Add the following contents to the file /etc/aerospike-kafka-outbound/aerospike-kafka-outbound.yml
.
Replacing the broker address for one of the nodes in the Kafka cluster under
producer-props.bootstrap.servers
# Change the configuration for your use case.
#
# Refer to https://www.aerospike.com/docs/connectors/enterprise/kafka/outbound/configuration/index.html
# for details.
# The connector's listening ports, TLS and network interface.
service:
port: 8080
# Format of the Kafka destination message.
format:
mode: flat-json
metadata-key: metadata
# Aerospike record routing to a Kafka destination.
routing:
mode: static
destination: aerospike
# Kafka producer initialization properties.
producer-props:
bootstrap.servers:
- b-3.msktutorialcluster.450050.c11.kafka.us-east-1.amazonaws.com:9098
ssl.truststore.location: /etc/aerospike-kafka-outbound/kafka.client.truststore.jks
ssl.truststore.password: changeit
security.protocol: SASL_SSL
sasl.mechanism: AWS_MSK_IAM
sasl.jaas.config: software.amazon.msk.auth.iam.IAMLoginModule required awsProfileName=default;
sasl.client.callback.handler.class: software.amazon.msk.auth.iam.IAMClientCallbackHandler
# The logging properties.
logging:
file: /var/log/aerospike-kafka-outbound/aerospike-kafka-outbound.log
enable-console-logging: true
levels:
root: debug
record-parser: debug
server: debug
com.aerospike.connect: debug
ticker-interval: 3600
Create the ca certificate trust store for use in the config kafaka outbound connector config.
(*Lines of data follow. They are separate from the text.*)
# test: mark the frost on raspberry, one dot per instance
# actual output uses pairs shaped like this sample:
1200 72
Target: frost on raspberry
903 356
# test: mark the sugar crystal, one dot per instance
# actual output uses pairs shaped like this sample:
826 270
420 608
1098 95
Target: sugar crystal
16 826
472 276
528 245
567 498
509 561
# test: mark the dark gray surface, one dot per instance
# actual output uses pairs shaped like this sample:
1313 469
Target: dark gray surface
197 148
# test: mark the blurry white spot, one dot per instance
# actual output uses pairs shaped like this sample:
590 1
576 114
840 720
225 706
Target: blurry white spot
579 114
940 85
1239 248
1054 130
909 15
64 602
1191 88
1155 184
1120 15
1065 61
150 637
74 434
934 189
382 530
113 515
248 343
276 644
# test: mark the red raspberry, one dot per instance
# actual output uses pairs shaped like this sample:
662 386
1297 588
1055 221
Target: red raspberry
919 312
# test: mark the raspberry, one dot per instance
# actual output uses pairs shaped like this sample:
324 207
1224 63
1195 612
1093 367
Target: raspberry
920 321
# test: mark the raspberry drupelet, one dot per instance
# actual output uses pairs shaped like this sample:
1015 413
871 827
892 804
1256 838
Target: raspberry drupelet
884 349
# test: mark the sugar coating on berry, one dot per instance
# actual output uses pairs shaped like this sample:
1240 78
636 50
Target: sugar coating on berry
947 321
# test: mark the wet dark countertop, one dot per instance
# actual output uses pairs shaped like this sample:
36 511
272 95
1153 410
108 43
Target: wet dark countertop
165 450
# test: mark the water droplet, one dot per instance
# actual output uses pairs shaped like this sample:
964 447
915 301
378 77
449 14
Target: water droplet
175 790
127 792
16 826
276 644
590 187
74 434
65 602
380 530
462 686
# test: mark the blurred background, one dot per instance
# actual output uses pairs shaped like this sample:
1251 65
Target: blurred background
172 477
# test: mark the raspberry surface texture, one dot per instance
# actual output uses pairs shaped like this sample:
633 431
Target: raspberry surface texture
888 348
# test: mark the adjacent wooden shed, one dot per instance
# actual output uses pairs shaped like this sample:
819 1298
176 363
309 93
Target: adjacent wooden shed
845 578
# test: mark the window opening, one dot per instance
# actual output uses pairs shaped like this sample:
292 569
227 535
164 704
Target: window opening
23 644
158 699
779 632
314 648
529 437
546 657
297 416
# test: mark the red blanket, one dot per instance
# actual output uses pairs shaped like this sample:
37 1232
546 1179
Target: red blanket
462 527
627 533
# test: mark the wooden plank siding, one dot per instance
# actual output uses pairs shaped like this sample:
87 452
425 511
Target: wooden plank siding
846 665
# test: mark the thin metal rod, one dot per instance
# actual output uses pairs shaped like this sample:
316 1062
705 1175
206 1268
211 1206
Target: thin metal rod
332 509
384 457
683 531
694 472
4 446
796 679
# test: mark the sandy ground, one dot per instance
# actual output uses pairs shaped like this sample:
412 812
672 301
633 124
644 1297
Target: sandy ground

sudo cp /usr/lib/jvm/java-11-amazon-corretto/lib/security/cacerts /etc/aerospike-kafka-outbound/kafka.client.truststore.jks
sudo chmod 755 /etc/aerospike-kafka-outbound/kafka.client.truststore.jks
You will need a copy the AWS IAM Kafka Auth Jar file to be made available to the Aerospike Outbound Kafka Connector. If you recall you downloaded this earlier and added the jar to the kafka/libs folder.
sudo cp kafka_2.12-2.8.1/libs/aws-msk-iam-auth-1.1.1-all.jar /opt/aerospike-kafka-outbound/lib/aws-msk-iam-auth-1.1.1-all.jar
Start the service
sudo systemctl enable aerospike-kafka-outbound
sudo systemctl start aerospike-kafka-outbound
Open a separate window so you can list all messages on the aerospike kafka topic. Start by adding one of the private endpoint bootstrap servers as an environment variable for ease of use.
export BootstrapServerString="b-3.msktutorialcluster.450050.c11.kafka.us-east-1.amazonaws.com:9098"
Run the consumer client as follows
./kafka-console-consumer.sh --bootstrap-server $BootstrapServerString --consumer.config client.properties --topic aerospike --from-beginning
In a new window start the aql command line client which connects to your Aerospike Database.
aql -U auser -P a-secret-pwd
Insert some data
insert into test (pk,a) values(400,"Your winning lottery ticket")
Check to see if the message appears in the Kafka Consumer window.
{"metadata":{"namespace":"test","userKey":400,"digest":"W7eGav2hKfOU00xx7mnOPYa2uCo=","msg":"write","gen":1,"lut":1681488437767,"exp":0},"a":"Your winning lottery ticket"}
In this article you successfully looked at how easy it is to send data from Aerospike to AWS MSK Kafka while authenticating clients via AWS IAM permissions. We created an Aerospike Database from scratch, setup our AWS MSK Kafka cluster and also used the Aerospike Outbound Kafka Connector to easily build a realtime streaming data pipeline.